Ogni sacrosanto anno.
“La scuola, come organo centrale della democrazia, ha il compito di favorire la formazione della classe dirigente. La formazione della classe dirigente, non solo nel senso di classe politica, di quella classe cioè che siede in Parlamento, ma anche classe dirigente nel senso culturale e tecnico: coloro che sono a capo e delle aziende, che insegnano, che scrivono, artisti, professionisti, poeti”
La scuola della Repubblica, la scuola dello Stato, non è la scuola di una filosofia, di una religione, di un partito”
Ma c’è un modo per arrivare a trasformare la scuola di Stato in scuola di partito? Chiaramente al giorno d’oggi potremmo cambiare il termine partito con “finanza mondiale”? Interessi economici?
“Sì: Il totalitarismo subdolo, indiretto, torpido, come certe polmoniti torpide che vengono senza febbre, ma che sono pericolosissime. Facciamo l’ipotesi, così astrattamente, che ci sia un partito al potere, un partito dominante, il quale però formalmente vuole rispettare la Costituzione, non la vuole violare in sostanza. Non vuol fare la marcia su Roma e trasformare l’aula in alloggiamento per i manipoli; ma vuol istituire, senza parere, una larvata dittatura… Comincia a trascurare le scuole pubbliche, a screditarle, ad impoverirle”
Non ci siamo forse detti che siamo di fronte ad un pensiero unico, totalitarista che tende a manipolare la realtà delle cose, e a opprimere la libertà del singolo e della sua autodeterminazione?
“E poi c’è un altro pericolo forse anche più grave. È il pericolo del disfacimento morale della scuola. È il tramonto di quelle idee della vecchia scuola che era una scuola del carattere, formatrice di coscienze, formatrice di persone oneste e leali. Si va diffondendo l’idea che tutto questo è superato, che non vale più. (…) Quello che soprattutto spaventa sono i disonesti, gli uomini senza carattere, senza fede, senza opinioni. Questi uomini che dieci anni fa erano fascisti, cinque anni fa erano a parole antifascisti, ed ora son tornati, sotto svariati nomi, fascisti nella sostanza cioè profittatori del regime”.
Le strane alleanze e i salti da una riva all’altra, detti in gergo “della quaglia” sono sempre più frequenti nel panorama politico italiano.
“E c’è un altro pericolo: quello di lasciarsi vincere dallo scoramento. Ma non bisogna lasciarsi vincere dallo scoramento. Vedete, fu detto giustamente che chi vinse la guerra del 1918 fu la scuola media italiana, perché quei ragazzi, di cui le salme sono ancora sul Carso, uscivano dalle nostre scuole e dai nostri licei e dalle nostre università. Però guardate anche durante la Liberazione e la Resistenza che cosa è accaduto. È accaduto lo stesso. Ci sono stati professori e maestri che hanno dato esempi mirabili, dal carcere ai martiri”
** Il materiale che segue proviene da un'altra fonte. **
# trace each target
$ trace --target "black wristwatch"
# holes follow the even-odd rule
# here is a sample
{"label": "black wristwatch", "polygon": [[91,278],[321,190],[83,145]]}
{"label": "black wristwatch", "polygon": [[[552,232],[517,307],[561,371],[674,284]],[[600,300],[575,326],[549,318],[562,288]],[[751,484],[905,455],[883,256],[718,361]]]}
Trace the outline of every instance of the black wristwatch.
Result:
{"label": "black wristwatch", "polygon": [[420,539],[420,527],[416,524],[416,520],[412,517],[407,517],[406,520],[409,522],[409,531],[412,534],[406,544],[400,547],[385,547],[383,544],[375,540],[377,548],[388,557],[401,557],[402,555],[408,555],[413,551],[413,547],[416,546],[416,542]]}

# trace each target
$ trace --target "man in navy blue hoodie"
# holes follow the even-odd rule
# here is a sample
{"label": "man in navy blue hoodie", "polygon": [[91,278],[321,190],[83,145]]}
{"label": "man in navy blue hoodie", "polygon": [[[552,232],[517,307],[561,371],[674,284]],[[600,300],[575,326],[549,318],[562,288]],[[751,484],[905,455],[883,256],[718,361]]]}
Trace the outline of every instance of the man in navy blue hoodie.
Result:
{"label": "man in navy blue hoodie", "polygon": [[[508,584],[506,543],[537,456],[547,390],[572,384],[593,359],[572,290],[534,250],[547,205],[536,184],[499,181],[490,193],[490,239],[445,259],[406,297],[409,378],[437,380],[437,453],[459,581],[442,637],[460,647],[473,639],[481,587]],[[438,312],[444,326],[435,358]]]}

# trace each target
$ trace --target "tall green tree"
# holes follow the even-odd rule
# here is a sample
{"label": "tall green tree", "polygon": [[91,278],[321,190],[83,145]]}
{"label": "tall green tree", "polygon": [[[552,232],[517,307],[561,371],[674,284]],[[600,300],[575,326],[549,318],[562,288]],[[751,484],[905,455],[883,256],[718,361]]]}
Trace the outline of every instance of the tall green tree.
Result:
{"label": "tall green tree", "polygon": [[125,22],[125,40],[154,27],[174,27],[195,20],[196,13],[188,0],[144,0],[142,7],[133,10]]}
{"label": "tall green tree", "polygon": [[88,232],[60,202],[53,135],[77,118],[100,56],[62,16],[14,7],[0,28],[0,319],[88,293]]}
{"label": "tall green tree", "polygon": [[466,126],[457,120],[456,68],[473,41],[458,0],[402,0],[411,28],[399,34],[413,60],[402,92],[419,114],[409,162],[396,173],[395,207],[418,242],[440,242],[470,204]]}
Ora, la situazione rispetto agli anni in cui si è sviluppato il dibattito, è sicuramente diversa, ma quello che occorre sottolineare è che dal punto di vista giuridico del discorso di Calamandrei, si può innestare una serie infinita di reazioni a catena che coinvolgono nella loro caduta analogie e ricordi, significati e sogni in un movimento che interessa l’esperienza e la memoria storica della Scuola.
L’autorevolezza si recupera attraverso la conoscenza e la coscienza del nostro ruolo.